Monday, June 27, 2016

Book Review: Mutiny on the Bounty




©1932 by Charles Nordhoff and James Norman Hall

Part One of the “Bounty Trilogy”

Plucked this novel off a used book shelf two or three years ago, and each time I placed it in the On Deck circle a modicum of fear overcame me. Would it be worth the investment of time? Would it be a thick mire of verbiage necessitating a metaphorical machete hack to get through the dense 80-year old prose? Would I be able to experience the visceral tangible tangle, the moral and ethical sparring match between William Bligh and Fletcher Christian? Unwilling to roll the dice to these questions – after all, life is way too short to fritter and waste the hours in an off-hand way – I returned the book back in its place and vied for more conservative far.

Boy, was I ever wrong. In fact, it’s so rare how wrong I was, more wronger never was I.

True, it is a pretty hefty endeavor at 372 pages, many of those pages packing pretty hefty paragraphs. Yet the story never lagged. Because these two authors have a very special gift for creating vivid, exciting images, painting a lexical picture as it were, of the tension, the terrors, the wonder and the beauty, of the seafaring life in the late 18th century. The brutal discipline of a captain at sea, the agonies of thirst and hunger, the danger of shipwreck and drowning, the insane randomness of mutiny – and the gorgeous paradise of Tahiti, of love with the most angelic people this side of heaven. This novel could be one of the few where I’ve actually dug those packed paragraphs more, perhaps, than its intelligent, intellectual, and witty dialogue.

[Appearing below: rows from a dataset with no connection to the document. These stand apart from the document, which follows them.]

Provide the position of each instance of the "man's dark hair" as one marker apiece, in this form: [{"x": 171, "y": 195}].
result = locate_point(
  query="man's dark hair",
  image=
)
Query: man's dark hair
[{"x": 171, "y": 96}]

So – I was surprised. Over the course of seven days, I almost couldn’t put it down. I started the novel at my parents’ town pool with the girls on Father’s Day weekend. Only read forty pages on day one. Then on Father’s Day I put away a hundred pages in the tub, in the guest room taking a break from the party, on the car ride home, at night in my cozy chair. During the week I’d read on my lunch break and every night after all the girls went to bed. Stayed up past my bedtime, too, which is impressive for my old carcass, especially as Patch the human alarm clock wakes me every morning at 5:45.

It was one of those tales I didn’t want to end. At first I thought I’d never get all the characters – over twenty regulars, I suppose – straight, but their personalities, both good, not so good, and downright nasty, quickly shined through. We all know the story, right? A true one, too. The H.M.S. Bounty under strict disciplinarian Lieutenant William Bligh is charged with retrieving a large cargo of breadfruit trees from Tahiti to replant in one of Britain’s new world colonies. The ship stays in the tropical island for five months, then resumes her mission. Now, whether it be the liberties taken with the Tahitians, or Bligh’s excessive Queegish punishments for the slightest offenses, or some unholy combination of both, mutiny occurs under the leadership of mercurial Fletcher Christian.

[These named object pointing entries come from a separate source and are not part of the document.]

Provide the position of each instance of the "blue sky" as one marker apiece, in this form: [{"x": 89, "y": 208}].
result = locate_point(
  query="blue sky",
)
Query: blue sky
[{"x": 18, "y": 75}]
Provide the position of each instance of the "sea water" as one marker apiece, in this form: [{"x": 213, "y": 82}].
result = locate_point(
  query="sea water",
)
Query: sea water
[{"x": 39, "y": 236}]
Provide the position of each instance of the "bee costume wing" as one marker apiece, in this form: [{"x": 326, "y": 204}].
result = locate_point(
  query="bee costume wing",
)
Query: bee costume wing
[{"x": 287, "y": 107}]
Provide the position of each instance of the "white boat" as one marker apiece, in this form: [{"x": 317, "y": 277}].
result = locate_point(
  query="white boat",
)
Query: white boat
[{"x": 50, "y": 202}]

The most interesting part of the novel is the protagonist. It is not Christian. Nor is it Bligh. It is Roger Byam, a fictional personage based heavily on one of the true-life midshipmen on the voyage. Byam is a young man with a gift for language, who is sent with the Bounty to compile a dictionary of the Tahitian language as a service to the Crown. He’s the window in which we see life on a British small merchant vessel. We see both Bligh – originally a charming, magnetic influence on Byam – and Fletcher as opposing sympathetic poles to the lad. The incomprehensible loveliness of Tahiti seeps through every sentence he tells us (he is telling us this story as an old man at his hearth). Through him we experience the roil and turmoil of the semi-spontaneous mutiny. And we suffer with him through capture, imprisonment, and near death at sea as he stands accused – falsely – of being complicit with Christian because the small boat set adrift holding Bligh and his loyalists could not hold any further men without sinking. Put on trial and convicted on untrue testimony, with those who can possibly save him dead or lost at sea … how can poor Roger Byam deny the hangman his poor innocent life?

A thoroughly enjoyable, absorbing tale. Grade: A+


N.B.

I mentioned at the start that Mutiny on the Bounty is the first part of the “Bounty Trilogy” written by Nordhoff and Hall.

Part Two – Men Against the Sea – describes Bligh’s journey over four thousand miles of ocean to eventual civilization in the Bounty’s smaller launch, with eighteen other men, battling thirst, hunger, the elements, and cannibals. He made it in seven weeks with the loss of only one man to the spears of natives on an island they stopped at to forage for fresh water and food.

Part Three – Pitcairn’s Island – follows Christian and the mutineers in search of a settlement / hideaway to eke out their lives and avoid the British authorities. After deposing Bligh the crew fights savages unsuccessfully on an uncharted isle, then returns to Tahiti. Several of the mutineers, as well as the innocent crewmen unable to obtain a seat in Bligh’s boat, remain on the island. Christian with eight of his compatriots, plus eighteen Tahitians depart, eventually to find refuge on Pitcairn’s Island. Within eighteen years all but one mutineer is dead, many at the hands of their fellow conspirators.


Both novels are on my Acquisitions List.